Her talk was one of the most well received TEDx Salem talks ever, generating well over 200,000 views since being posted on YouTube. Since then, Wible has gone on to spread her message in interviews on CBS, ABC, CNN, NPR and elsewhere. Earlier this year, she was awarded the 2015 Women Leaders in Medicine Award by the American Medical Student Association. This November, she will speak at TEDMED in Palm Springs, California.
According to Wible, all the success is a sign that her message is resonating.
“It’s time to talk,” she said, “about the taboo topics that are holding us back as a culture.”

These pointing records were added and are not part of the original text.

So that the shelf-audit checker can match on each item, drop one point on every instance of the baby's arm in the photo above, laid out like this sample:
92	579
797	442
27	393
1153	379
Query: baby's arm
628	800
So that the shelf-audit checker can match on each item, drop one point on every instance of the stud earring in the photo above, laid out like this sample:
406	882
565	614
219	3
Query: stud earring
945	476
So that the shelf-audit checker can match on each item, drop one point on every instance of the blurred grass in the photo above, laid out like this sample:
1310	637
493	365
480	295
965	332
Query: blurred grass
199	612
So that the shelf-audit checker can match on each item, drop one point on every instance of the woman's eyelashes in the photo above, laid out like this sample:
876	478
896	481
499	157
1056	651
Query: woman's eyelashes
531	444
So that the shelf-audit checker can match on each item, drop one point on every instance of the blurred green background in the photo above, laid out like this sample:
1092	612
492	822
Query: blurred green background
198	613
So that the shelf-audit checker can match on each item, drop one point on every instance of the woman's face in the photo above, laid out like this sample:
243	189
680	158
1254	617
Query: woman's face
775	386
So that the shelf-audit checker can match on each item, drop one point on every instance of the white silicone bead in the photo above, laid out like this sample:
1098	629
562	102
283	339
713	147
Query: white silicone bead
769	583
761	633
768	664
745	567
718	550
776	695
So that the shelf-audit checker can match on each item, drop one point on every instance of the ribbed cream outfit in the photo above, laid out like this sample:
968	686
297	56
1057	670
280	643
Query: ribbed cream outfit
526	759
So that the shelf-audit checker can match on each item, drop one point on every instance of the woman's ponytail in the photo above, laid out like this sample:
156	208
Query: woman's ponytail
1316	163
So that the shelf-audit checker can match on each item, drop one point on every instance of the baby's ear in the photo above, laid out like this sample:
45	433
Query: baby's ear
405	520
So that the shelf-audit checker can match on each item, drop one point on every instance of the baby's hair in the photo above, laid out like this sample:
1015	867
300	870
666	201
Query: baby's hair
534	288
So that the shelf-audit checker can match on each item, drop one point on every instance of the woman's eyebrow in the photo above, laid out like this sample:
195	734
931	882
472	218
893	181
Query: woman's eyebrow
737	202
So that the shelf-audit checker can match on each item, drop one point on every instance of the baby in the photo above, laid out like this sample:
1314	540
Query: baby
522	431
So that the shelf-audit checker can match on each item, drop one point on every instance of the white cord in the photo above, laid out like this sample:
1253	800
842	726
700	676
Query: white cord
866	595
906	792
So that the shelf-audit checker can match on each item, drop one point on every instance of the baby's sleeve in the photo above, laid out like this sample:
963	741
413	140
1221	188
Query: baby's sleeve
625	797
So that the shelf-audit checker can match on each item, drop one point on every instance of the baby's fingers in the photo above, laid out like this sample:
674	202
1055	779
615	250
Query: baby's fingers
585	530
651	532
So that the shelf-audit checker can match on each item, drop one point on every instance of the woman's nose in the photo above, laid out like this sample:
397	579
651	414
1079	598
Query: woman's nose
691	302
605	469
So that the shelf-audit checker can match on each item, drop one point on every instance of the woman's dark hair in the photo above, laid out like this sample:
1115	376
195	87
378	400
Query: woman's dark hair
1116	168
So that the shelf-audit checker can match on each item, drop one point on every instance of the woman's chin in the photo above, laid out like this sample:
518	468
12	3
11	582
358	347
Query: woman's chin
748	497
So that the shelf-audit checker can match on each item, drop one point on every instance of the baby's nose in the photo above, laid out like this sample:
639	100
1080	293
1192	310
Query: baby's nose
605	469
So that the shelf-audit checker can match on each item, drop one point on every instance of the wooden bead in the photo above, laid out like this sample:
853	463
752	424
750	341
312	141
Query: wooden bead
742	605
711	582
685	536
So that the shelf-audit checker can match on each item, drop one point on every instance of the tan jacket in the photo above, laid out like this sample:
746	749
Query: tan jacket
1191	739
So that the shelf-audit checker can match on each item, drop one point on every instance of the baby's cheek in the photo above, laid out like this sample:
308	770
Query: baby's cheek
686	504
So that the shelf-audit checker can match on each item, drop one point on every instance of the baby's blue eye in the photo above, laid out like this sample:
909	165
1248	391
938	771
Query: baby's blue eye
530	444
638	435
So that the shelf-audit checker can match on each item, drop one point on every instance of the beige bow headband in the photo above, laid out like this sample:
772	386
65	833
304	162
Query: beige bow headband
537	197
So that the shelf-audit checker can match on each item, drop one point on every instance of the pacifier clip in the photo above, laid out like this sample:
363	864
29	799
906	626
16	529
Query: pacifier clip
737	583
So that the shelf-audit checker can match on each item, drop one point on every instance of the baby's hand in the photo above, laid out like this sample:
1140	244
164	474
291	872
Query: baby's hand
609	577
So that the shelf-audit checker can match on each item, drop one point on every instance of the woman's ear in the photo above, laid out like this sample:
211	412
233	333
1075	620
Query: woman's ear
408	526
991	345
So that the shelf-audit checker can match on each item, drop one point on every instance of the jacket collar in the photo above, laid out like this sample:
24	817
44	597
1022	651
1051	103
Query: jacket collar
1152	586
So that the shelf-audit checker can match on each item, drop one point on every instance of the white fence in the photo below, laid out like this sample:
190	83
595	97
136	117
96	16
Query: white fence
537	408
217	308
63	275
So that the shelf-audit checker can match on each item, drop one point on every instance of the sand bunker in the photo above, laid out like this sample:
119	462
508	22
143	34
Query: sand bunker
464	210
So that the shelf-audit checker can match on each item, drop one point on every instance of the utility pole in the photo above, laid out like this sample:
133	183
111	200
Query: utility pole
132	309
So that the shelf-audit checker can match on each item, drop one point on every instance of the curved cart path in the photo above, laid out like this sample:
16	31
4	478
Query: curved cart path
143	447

Since her talk, more people are having “black and white discussions,” she said. Patients are frustrated with their hospital and clinic experiences, and are also beginning to recognize how equally frustrated doctors are, she said. And doctors are starting to see the toll that the profession’s traditional rigors are taking on their own emotional and physical well being.
Over 1 million people lose their doctor to suicide, a statistic Wible often cites in her talks. Since speaking at TEDx Salem, doctors are becoming more receptive of her message, she said, and more willing to speak up about the pain they endure, a pain that has often been institutionalized from medical school onward.
“It’s inspiring med students to stand up and refuse to be victimized,” she said.
“People are willing to say it out loud,” she said, “the time has come for the truth.”
Wible credits TEDx Salem with helping to “break through the media glass ceiling,” as she calls it, amplifying the thoughts of a female family doctor from Eugene, in a media landscape so often focused on male specialists working on the East Coast. Her TEDx Salem talk and accompanying op-ed was also published in the Washington Post last summer.
“It brings people to me,” she said, “in wanting to know more.”
And as she prepares for her TEDMED talk, Wible recalls her TEDx Salem experience fondly.
“I was on such an emotional high, I wasn’t necessarily taking it all in,” she said. “I was so proud to be a part of it.”
It really shows you the “power of one new idea,” she said.